Periyodik çizelgedeki tüm elementlerin kökünün yıldızlardan geldiğini artık hepimiz biliyoruz. Yaklaşık 70 sene önce ortaya çıkan bu bilgi, insanlığın kendi varoluşunu anlamak için attığı en büyük adımlardan biri olarak görülmüştü ve öyle de oldu.

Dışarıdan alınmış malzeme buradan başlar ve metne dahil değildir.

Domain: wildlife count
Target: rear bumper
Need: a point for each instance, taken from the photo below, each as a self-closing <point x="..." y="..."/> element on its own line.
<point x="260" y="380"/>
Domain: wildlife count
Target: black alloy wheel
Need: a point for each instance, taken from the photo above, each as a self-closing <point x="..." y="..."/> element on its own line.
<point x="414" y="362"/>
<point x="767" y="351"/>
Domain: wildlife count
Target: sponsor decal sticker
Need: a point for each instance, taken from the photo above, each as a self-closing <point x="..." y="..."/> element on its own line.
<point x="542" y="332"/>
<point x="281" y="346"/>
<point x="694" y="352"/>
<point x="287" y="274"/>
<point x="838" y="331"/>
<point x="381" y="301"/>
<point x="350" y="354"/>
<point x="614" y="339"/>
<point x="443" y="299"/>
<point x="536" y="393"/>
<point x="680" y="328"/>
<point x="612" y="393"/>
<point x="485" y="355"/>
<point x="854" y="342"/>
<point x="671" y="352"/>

Paul Merrill isimli bir astronom, Mount Wilson Gözlemevi’nde teleskopla gökyüzünü incelerken oldukça enteresan bir durumla karşılaştı. Uzak bir yıldızdan gelen bir ışığa bakarken, yıldız üzerinde teknetyum elementine ait izler buldu. Ancak o dönemde var olan bilgi ve birikim bu durumu açıklayamıyordu çünkü teknetyum fizikçilerin ‘yapay’ dediği elementlerden biriydi ve bir yıldız üzerinde nasıl oluşabileceği henüz bilinmiyordu.
Merrill, bu oldukça sıradışı keşfini bir makaleye döktü ve 2 Mayıs 1952’de Science dergisine bu keşfi bildirdi. Bu oluşum ile ilgili üç fikri vardı. Bunlardan ilki yıldızlarda ağır elementlerin oluşabildiği fikriydi, ancak hala bir yıldızda nasıl ya da ‘kimlerce’ ağır elementler oluşabileceği anlaşılır değildi. Merrill’in yaptığı bu sıradışı gözlem, evreni anlama yolunda atacağımız en büyük adımlardan biri için kapıyı aralamış oldu.
50’li yılların başlarında evrenin oluşumuna dair en popüler düşünce ‘büyük patlamaydı, ancak bu konu hakkında çalışma yapan bilim insanlarının hiç biri elementlerin oluşumuna dair net bir cevap veremiyordu. Ancak açılan bu yol ve nükleer fizik çalışmaları sayesinde, konunun aslının öğrenilmesi uzun sürmedi. Dönemin en önemli dört nükleer astrofizikçisi, konu üzerinde birlikte çalıştı ve oldukça başarılı ilerleyen bu çalışmalar sonucunda yıldızlar ve elementlerin oluşumu süreci açığa çıkmaya başladı.
Yıldızların merkezinde meydana gelen ve çekim sebebi ile yaşanabilecek içe çökmeleri de engelleyen bir dizi nükleer reaksiyonun, hafif elementleri daha ağır olanlara bağlayacak şekilde işlediği anlaşıldı ve böylece elementlerin aslında yıldızlarda ‘doğal yollarla’ ortaya çıktığını keşfetmiş olduk. Keşfin tam olarak anlaşılması ve ortaya çıkması için 5 yıl gerekti ve 1957 senesinde ‘Elementlerin Yıldızlarda Sentezi‘ başlıklı bir makale ile ilan edildi.
Yıldızlar ve element oluşumuna dair halen birçok çalışma yapılıyor ve bilim insanları bu nükleer reaksiyonların ve element oluşumlarının, evrenimizin oluşumunda etkisi olan şey olduğunu düşünüyorlar. Bilim dünyası ve uzayı anlama yolunda atılan bu önemli adımdan bu yana birçok bilimsel ve teknolojik gelişme yaşandı ve hepsinin bir tür birikerek çoğalmanın ürünü olduğunu söyleyebiliriz. Bilim insanları da bu sayede gelecekte evrene dair daha çok şeyi bilebilmeyi umut ediyor.